The main function of any delivery valve in the injection pump is twofold:
1. At the end of the plunger’s upward fuel delivery stroke, the delivery valve prevents a reverse flow of fuel from the injection line.
2. Figure 19-24 illustrates the sucking action that occurs at the delivery valve piston portion which controls the residual pressure in the injection line so as to effectively improve the injected spray pattern of the fuel without fuel dribble and possible secondary injection. The sucking action that does occur at the delivery valve therefore effectively reduces the fuel pressure in the injection tube at the end of injection.
The delivery valve, or what is sometimes referred to as a discharge valve, is specially designed to assist in providing
a clean, positive end to injection. Below the valve face is a collar that is a precision fit in the valve bore. When pressure is created in the pump above the plunger by the closing of the ports, the valve must be raised far enough off its seat for the collar to clear the bore.
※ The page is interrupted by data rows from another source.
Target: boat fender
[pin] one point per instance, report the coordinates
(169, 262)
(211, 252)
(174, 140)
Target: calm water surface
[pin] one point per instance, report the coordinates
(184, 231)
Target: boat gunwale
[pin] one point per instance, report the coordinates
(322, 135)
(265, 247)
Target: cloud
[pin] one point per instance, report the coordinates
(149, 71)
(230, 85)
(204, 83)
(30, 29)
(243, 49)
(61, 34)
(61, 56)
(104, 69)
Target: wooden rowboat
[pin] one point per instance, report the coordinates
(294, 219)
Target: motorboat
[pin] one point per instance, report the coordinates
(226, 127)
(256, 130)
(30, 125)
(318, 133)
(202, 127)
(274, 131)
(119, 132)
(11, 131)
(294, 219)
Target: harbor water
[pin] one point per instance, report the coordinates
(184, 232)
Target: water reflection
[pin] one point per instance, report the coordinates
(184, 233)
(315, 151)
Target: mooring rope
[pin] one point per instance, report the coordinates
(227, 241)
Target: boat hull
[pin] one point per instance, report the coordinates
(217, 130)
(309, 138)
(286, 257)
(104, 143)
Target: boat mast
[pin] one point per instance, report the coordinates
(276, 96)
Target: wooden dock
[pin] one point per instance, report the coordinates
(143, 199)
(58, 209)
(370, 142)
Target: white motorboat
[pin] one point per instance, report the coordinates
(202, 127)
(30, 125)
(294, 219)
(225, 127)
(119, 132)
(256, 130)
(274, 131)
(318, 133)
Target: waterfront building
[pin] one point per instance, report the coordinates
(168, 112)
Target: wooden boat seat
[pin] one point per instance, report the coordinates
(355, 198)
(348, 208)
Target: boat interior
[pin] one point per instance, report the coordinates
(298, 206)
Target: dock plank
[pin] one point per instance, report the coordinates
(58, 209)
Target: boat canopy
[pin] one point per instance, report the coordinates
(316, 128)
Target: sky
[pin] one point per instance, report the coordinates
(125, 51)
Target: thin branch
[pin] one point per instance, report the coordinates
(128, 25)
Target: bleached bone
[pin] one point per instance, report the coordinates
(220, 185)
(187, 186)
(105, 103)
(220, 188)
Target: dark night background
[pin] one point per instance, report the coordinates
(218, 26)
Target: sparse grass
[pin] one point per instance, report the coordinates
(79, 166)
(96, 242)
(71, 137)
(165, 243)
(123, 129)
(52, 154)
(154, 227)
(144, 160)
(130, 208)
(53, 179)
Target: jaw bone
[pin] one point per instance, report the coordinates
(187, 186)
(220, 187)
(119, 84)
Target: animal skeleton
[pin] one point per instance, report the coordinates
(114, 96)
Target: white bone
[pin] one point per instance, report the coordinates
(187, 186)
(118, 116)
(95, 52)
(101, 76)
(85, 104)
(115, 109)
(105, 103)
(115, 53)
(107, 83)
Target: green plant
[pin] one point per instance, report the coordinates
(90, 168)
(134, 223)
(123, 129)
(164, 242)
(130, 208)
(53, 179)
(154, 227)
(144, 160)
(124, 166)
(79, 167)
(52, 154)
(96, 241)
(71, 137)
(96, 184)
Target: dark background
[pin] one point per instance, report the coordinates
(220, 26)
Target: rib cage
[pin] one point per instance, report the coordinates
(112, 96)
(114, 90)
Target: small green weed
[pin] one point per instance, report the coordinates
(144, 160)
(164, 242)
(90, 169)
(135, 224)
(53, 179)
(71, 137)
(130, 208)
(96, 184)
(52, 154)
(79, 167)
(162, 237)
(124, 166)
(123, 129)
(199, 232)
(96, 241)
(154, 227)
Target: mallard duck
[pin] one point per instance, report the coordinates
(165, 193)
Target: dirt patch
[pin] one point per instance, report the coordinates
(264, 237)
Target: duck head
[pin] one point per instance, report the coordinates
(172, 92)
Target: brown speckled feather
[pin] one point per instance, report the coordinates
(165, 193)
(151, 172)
At the end of injection when pressure in the pump chamber is relieved by the opening of the control port, the valve drops down on its seat assisted by spring pressure. A volume of fuel equal to the displacement volume of the valve is added to the line and nozzle, reducing this pressure and allowing the nozzle valve to snap shut without the cushioning effect of pressure retained in the line and nozzle, such as with the closing of an ordinary valve. This is commonly called line retraction, which lessens the possibility of secondary injection or after-dribble at the spray nozzle. It is accomplished by an antidribble collar (accurately fitted relief or displacement piston) located at the upper end of the valve stem just below the seat.